The Big Lebowski (1998) Review

 


The Big Lebowski (1998)

The Big Lebowski follows the Dude who after being mistaken for another man, is hired to track down the man’s missing wife with the help of his two friends.

Everything about this Coen Brothers flick ensures its cult status from day one, being one of the most intelligently crafted comedic dramas ever. They excel in kooky characters and in a movie where the plot is inconsequential, the characters and dialogue all shine in creating a movie that is endlessly quotable and gets better upon each viewing.

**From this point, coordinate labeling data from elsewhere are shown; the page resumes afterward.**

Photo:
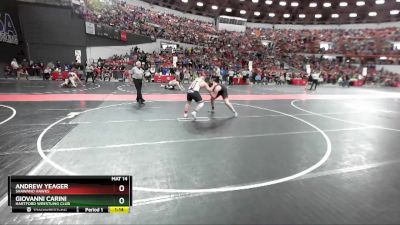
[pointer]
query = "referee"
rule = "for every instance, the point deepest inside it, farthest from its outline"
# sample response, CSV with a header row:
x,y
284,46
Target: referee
x,y
137,75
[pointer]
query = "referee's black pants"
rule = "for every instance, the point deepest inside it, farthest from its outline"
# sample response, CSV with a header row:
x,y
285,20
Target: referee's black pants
x,y
314,83
138,85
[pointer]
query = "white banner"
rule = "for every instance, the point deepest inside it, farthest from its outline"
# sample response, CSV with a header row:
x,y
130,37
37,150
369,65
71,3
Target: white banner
x,y
364,71
78,56
90,28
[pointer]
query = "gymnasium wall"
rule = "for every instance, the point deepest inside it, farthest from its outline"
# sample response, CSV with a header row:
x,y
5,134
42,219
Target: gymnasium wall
x,y
94,53
11,43
54,33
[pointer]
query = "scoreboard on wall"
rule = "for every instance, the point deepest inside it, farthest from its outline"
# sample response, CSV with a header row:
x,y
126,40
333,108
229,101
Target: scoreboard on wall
x,y
70,194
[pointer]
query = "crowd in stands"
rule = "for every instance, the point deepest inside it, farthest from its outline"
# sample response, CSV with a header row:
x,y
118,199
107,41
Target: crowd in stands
x,y
137,19
231,52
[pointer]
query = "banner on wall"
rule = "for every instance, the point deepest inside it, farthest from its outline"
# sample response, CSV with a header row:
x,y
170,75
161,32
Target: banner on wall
x,y
90,28
123,36
365,69
78,56
308,69
8,33
174,60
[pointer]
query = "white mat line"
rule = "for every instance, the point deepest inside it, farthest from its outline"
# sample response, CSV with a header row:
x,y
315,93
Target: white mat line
x,y
196,140
14,112
200,119
341,120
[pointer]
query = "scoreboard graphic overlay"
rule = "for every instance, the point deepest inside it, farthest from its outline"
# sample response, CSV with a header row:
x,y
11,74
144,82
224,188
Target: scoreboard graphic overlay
x,y
70,194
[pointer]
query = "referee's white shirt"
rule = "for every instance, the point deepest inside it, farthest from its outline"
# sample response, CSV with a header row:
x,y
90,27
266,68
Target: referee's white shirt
x,y
137,73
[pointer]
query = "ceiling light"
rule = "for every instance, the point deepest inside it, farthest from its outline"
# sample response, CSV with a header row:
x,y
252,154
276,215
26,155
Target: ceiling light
x,y
394,12
327,4
360,3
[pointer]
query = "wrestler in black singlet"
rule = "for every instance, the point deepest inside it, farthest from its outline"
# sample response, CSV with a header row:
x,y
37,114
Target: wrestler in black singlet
x,y
223,92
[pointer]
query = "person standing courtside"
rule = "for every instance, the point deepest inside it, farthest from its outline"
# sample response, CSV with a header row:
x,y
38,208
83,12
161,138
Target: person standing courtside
x,y
89,73
137,75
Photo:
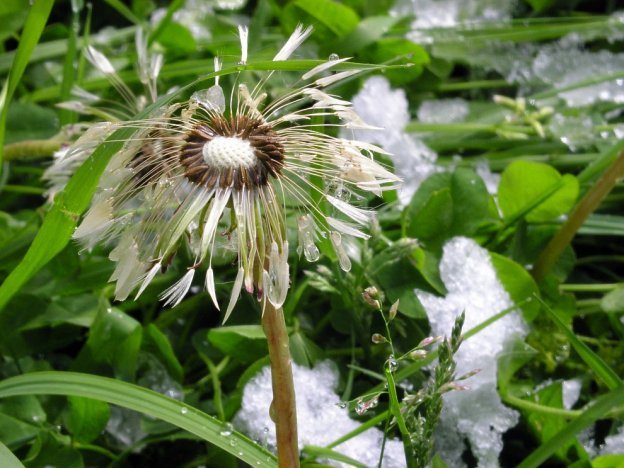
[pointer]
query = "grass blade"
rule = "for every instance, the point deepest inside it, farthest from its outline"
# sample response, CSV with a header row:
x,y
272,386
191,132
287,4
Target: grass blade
x,y
7,459
33,27
598,409
595,362
142,400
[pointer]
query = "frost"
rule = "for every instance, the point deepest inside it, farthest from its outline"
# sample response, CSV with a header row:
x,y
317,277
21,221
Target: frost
x,y
477,414
491,179
430,14
380,105
322,419
443,111
562,65
571,390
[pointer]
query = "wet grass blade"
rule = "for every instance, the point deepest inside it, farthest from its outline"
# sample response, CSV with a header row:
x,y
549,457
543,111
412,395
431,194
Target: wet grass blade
x,y
142,400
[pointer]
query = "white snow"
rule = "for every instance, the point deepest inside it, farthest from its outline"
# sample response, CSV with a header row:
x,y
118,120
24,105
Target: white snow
x,y
571,390
574,131
565,63
431,14
477,414
321,417
380,105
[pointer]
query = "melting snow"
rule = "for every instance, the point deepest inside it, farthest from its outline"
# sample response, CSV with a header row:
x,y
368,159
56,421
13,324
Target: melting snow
x,y
478,414
322,420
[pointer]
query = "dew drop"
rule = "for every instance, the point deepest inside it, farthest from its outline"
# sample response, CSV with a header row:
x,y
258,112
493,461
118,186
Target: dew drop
x,y
227,430
392,363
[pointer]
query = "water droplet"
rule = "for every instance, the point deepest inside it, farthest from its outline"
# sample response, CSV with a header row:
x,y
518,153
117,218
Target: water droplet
x,y
362,406
378,338
392,363
227,430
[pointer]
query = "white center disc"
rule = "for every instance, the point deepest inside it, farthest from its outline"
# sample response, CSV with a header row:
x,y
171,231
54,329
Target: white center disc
x,y
229,153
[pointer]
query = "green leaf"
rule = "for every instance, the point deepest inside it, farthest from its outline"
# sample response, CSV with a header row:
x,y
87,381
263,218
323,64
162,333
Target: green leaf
x,y
329,18
7,459
27,121
15,432
33,27
87,418
535,191
114,339
593,361
447,205
177,38
608,461
513,357
518,283
613,301
403,267
548,425
398,52
243,342
53,449
368,31
157,343
598,409
142,400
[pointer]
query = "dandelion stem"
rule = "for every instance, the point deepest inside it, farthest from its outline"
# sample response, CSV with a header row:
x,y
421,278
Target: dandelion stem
x,y
588,204
283,409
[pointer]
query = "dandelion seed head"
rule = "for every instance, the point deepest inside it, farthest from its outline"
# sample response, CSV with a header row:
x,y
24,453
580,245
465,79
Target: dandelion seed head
x,y
217,171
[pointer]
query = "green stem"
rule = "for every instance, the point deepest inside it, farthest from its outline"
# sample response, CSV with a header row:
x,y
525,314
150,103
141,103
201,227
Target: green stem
x,y
31,149
537,408
395,408
586,206
283,408
606,287
360,429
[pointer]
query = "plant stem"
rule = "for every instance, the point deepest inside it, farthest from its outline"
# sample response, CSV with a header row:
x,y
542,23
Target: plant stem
x,y
585,207
283,409
30,149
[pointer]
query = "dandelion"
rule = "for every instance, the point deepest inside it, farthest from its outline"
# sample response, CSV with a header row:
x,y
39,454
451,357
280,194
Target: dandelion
x,y
217,173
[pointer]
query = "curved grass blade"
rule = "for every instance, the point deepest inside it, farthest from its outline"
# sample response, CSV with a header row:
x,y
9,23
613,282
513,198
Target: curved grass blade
x,y
142,400
597,409
593,361
33,27
7,459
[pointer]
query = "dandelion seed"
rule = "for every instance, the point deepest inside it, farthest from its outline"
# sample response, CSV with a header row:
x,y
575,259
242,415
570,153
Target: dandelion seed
x,y
217,173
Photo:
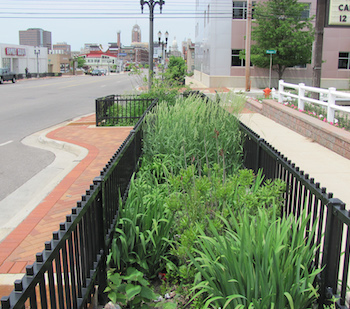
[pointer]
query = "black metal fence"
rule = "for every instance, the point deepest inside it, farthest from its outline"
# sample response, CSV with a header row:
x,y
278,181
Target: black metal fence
x,y
327,215
73,262
114,110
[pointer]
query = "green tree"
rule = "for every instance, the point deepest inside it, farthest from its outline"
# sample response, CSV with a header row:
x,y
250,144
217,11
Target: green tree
x,y
281,26
176,70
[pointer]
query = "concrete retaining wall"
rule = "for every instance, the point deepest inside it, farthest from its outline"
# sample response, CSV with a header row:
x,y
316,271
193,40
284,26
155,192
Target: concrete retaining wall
x,y
327,135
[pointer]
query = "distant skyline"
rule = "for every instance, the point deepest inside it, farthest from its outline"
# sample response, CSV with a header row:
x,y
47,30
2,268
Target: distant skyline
x,y
86,21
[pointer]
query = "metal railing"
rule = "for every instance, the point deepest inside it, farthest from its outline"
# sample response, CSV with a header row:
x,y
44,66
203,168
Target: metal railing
x,y
120,109
74,261
331,96
327,215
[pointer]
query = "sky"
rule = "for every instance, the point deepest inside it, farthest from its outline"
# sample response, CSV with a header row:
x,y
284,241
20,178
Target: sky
x,y
86,21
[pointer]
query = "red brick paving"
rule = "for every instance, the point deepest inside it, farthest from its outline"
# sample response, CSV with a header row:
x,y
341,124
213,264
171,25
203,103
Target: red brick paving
x,y
19,248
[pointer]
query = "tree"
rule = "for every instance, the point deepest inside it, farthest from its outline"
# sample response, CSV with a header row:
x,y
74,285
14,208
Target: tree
x,y
280,25
176,70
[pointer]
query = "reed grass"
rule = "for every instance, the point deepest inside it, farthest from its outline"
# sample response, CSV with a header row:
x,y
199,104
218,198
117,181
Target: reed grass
x,y
257,263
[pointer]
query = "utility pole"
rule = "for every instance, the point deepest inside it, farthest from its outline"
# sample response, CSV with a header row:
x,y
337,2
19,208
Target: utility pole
x,y
317,55
151,4
247,45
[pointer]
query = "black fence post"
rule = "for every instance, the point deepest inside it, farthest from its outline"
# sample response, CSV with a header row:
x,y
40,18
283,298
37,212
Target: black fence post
x,y
331,250
258,154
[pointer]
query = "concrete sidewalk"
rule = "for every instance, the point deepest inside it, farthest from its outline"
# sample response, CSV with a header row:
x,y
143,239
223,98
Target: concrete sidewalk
x,y
27,237
331,170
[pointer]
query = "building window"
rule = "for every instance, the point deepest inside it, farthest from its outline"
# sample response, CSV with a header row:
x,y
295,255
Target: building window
x,y
343,61
208,14
306,13
240,8
236,61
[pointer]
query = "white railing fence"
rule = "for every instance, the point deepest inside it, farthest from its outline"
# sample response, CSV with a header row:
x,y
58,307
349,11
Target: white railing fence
x,y
329,97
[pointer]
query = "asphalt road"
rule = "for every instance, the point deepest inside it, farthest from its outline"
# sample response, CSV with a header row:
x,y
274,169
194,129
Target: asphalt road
x,y
29,106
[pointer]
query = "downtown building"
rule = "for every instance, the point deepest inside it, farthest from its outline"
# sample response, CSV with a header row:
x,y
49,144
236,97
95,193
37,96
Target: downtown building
x,y
220,40
36,37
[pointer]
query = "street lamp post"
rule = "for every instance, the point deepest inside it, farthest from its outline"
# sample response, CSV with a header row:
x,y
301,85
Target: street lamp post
x,y
37,53
151,4
163,44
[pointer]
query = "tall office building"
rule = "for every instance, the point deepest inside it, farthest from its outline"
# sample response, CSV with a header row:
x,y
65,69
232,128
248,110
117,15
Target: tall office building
x,y
136,34
35,37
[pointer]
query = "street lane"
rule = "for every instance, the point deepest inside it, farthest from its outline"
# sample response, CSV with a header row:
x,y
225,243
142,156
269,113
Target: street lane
x,y
29,106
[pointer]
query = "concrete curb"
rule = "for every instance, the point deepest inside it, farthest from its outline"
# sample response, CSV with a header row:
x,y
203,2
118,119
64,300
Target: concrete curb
x,y
23,200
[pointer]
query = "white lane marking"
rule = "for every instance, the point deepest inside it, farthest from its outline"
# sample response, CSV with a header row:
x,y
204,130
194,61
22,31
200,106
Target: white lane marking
x,y
6,143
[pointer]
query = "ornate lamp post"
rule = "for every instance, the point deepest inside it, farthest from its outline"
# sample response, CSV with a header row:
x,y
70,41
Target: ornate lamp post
x,y
37,53
163,44
151,4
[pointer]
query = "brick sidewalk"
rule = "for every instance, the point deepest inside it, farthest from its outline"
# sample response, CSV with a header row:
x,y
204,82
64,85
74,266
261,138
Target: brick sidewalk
x,y
19,248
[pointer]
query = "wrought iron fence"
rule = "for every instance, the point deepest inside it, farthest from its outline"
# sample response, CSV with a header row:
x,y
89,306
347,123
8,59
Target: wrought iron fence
x,y
74,261
114,110
327,215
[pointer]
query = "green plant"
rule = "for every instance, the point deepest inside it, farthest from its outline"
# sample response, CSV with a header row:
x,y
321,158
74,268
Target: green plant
x,y
176,70
130,289
257,263
144,231
192,130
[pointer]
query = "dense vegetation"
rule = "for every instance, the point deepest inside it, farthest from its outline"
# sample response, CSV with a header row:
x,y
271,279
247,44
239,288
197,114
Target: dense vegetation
x,y
199,229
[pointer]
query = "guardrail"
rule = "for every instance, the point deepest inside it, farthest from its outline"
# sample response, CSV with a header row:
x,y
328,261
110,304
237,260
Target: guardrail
x,y
74,261
331,95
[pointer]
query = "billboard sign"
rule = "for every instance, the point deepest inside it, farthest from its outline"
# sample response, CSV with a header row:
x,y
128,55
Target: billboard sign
x,y
338,13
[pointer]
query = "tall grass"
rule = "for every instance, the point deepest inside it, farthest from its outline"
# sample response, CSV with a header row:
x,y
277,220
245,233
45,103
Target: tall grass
x,y
194,132
192,209
257,263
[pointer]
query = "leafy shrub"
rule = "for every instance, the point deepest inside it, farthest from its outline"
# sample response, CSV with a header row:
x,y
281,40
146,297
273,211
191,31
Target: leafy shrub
x,y
143,232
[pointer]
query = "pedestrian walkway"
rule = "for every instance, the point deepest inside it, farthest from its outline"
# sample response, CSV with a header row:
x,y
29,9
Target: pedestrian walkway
x,y
328,168
19,248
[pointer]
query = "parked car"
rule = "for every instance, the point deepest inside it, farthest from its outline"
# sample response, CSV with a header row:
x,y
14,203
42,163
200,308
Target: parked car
x,y
6,74
97,72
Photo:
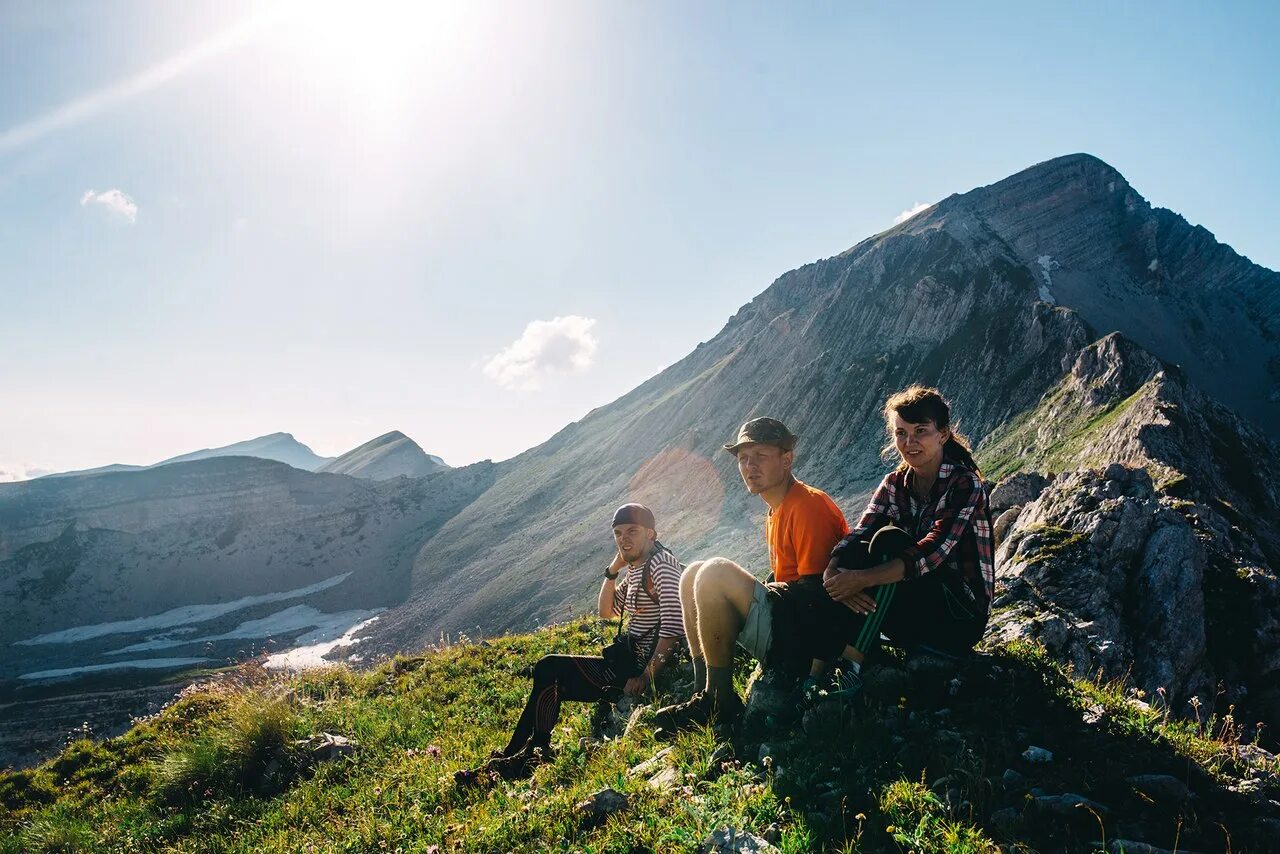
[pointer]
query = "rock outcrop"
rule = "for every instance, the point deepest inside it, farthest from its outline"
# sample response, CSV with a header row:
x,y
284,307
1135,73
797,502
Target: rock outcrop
x,y
392,455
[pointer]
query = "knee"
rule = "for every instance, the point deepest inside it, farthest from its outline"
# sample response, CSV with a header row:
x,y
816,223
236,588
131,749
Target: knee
x,y
716,574
544,671
688,579
890,542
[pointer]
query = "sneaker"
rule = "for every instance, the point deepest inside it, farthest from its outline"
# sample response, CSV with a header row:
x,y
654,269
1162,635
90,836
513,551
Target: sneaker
x,y
602,718
698,711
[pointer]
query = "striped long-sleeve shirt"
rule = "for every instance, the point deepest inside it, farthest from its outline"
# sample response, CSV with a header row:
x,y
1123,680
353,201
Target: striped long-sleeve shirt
x,y
952,526
662,598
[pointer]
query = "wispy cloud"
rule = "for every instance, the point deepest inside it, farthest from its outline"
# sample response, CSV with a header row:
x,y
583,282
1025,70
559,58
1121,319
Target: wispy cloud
x,y
556,346
114,201
915,209
14,471
104,99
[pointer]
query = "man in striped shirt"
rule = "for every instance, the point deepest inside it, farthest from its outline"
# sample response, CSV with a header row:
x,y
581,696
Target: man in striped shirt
x,y
641,581
784,624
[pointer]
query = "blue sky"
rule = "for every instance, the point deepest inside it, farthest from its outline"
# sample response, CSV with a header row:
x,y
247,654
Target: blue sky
x,y
338,220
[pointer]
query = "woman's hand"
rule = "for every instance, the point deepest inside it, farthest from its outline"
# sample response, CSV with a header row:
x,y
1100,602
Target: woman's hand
x,y
848,588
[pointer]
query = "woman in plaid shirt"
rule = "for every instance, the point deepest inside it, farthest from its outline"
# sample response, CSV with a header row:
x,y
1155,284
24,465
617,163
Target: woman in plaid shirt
x,y
919,563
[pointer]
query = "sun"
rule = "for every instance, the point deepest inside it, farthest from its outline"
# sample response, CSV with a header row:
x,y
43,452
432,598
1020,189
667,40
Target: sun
x,y
378,51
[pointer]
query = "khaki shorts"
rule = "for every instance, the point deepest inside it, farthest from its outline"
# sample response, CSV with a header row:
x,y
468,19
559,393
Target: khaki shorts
x,y
757,634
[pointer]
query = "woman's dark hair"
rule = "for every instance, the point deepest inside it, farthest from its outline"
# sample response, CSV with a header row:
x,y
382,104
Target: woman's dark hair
x,y
919,403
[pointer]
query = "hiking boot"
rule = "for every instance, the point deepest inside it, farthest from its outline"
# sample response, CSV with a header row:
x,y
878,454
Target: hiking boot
x,y
602,718
812,692
848,685
696,711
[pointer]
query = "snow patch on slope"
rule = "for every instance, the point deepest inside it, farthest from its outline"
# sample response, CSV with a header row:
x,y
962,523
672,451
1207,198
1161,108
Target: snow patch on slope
x,y
282,622
1047,265
141,663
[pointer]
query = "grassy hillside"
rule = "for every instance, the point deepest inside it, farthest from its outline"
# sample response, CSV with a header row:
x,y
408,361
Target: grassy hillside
x,y
919,766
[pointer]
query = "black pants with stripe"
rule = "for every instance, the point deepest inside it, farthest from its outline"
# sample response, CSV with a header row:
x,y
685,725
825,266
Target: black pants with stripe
x,y
937,610
583,679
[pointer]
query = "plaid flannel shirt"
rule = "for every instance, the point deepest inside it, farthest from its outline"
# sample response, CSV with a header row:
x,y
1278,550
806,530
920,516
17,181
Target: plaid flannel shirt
x,y
952,526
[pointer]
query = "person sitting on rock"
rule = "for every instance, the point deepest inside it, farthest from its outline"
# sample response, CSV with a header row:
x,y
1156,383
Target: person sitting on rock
x,y
649,594
722,602
918,566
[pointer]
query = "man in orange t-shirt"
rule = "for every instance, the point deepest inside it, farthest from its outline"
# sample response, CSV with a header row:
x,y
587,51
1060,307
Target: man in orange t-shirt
x,y
785,622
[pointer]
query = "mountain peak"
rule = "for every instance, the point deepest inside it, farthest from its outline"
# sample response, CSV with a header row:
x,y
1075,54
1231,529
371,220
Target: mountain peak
x,y
387,456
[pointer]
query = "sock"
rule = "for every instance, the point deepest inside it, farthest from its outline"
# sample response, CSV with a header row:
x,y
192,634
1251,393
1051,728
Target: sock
x,y
699,674
720,681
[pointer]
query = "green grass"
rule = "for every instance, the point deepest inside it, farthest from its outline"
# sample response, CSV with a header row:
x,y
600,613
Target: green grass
x,y
222,770
1054,435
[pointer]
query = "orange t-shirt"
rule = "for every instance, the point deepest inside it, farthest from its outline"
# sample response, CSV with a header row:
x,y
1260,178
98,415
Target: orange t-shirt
x,y
801,533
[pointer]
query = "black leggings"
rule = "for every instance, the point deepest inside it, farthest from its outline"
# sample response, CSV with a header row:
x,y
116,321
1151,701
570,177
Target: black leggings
x,y
936,610
583,679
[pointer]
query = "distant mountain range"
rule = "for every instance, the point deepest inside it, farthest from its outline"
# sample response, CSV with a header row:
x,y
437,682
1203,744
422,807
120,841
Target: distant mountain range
x,y
1072,324
388,456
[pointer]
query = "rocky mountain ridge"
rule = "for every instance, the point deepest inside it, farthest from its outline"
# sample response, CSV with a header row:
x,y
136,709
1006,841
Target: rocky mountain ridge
x,y
956,296
392,455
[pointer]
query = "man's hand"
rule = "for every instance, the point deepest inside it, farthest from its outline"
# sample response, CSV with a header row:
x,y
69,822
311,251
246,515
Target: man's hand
x,y
848,589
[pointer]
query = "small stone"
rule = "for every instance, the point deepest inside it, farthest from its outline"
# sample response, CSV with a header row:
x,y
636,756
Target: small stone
x,y
650,765
664,780
1132,846
600,805
1069,805
1161,788
1006,820
1013,780
730,840
1037,754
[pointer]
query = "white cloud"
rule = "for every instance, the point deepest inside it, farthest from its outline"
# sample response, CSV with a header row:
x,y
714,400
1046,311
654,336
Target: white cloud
x,y
908,214
114,201
556,346
16,471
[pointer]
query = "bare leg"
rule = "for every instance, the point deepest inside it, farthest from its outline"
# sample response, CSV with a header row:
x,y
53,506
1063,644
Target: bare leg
x,y
689,608
722,593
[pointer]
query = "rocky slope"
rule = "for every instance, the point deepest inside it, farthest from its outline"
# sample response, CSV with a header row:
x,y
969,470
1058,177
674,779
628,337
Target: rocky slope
x,y
195,560
1152,555
958,296
277,446
392,455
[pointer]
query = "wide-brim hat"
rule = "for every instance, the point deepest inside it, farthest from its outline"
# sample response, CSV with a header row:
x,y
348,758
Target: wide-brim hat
x,y
763,430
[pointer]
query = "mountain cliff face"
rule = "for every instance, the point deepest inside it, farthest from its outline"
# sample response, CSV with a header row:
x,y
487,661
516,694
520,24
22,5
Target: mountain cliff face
x,y
993,296
1074,327
392,455
1151,555
277,446
184,558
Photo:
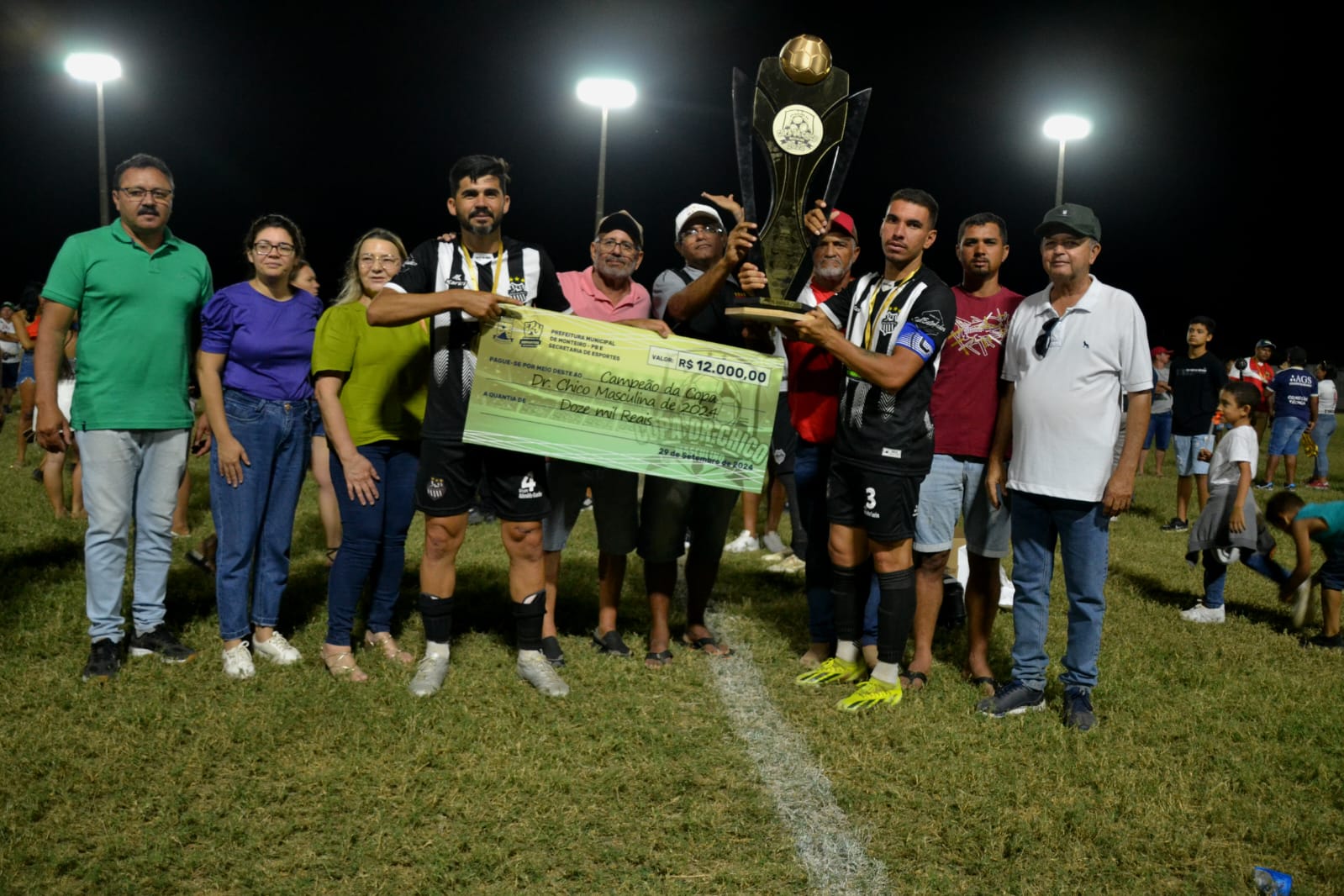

It tricks you into thinking the plot matters, when in reality, there is none. Aside from a missing rug, torched car, and a dead Donnie, the characters all end up where they started out, a couple of drunk, high, and deadbeat friends, sitting around bowling.

The Dude, aka Jeff Lebowski, uses the “disappearance” of his shared namesake’s wife, to make a couple bucks, playing every side in the ordeal and still somehow ending up getting fucked over, a running gag throughout the film. Again though, it’s the relationships and characters that stand out, where as a viewer it’s best to just let the whole thing wash over you without trying to understand it, because genuinely there is nothing to understand. It’s controlled chaos that excels in idiotic stoner comedy and the usually needless violence of the Dude’s best friend Walter, a PTSD-riddled Vietnam Veteran. The film uses the Dude as a device to introduce oddballs, billionaires, and criminals throughout Los Angeles, and the weird quirks each of them have, which contribute to the bewildering response to such situations for Lebowski.

It also contains an amazing cast that includes Steve Buscemi, David Huddleston, Julianne Moore, John Goodman, & Jeff Bridges. Bridges is amazing in this career defining role, bringing an ignorant hilarity to every scene he’s in. Goodman is also utterly fantastic, bringing such a rough and ridiculous energy to the movie.

The Big Lebowski, another masterpiece from the Coen Brothers, is in the end a heartfelt story of friendship that is remarkably intelligent in its stupidity, something that makes it genuinely one of the funniest and most entertaining movies ever.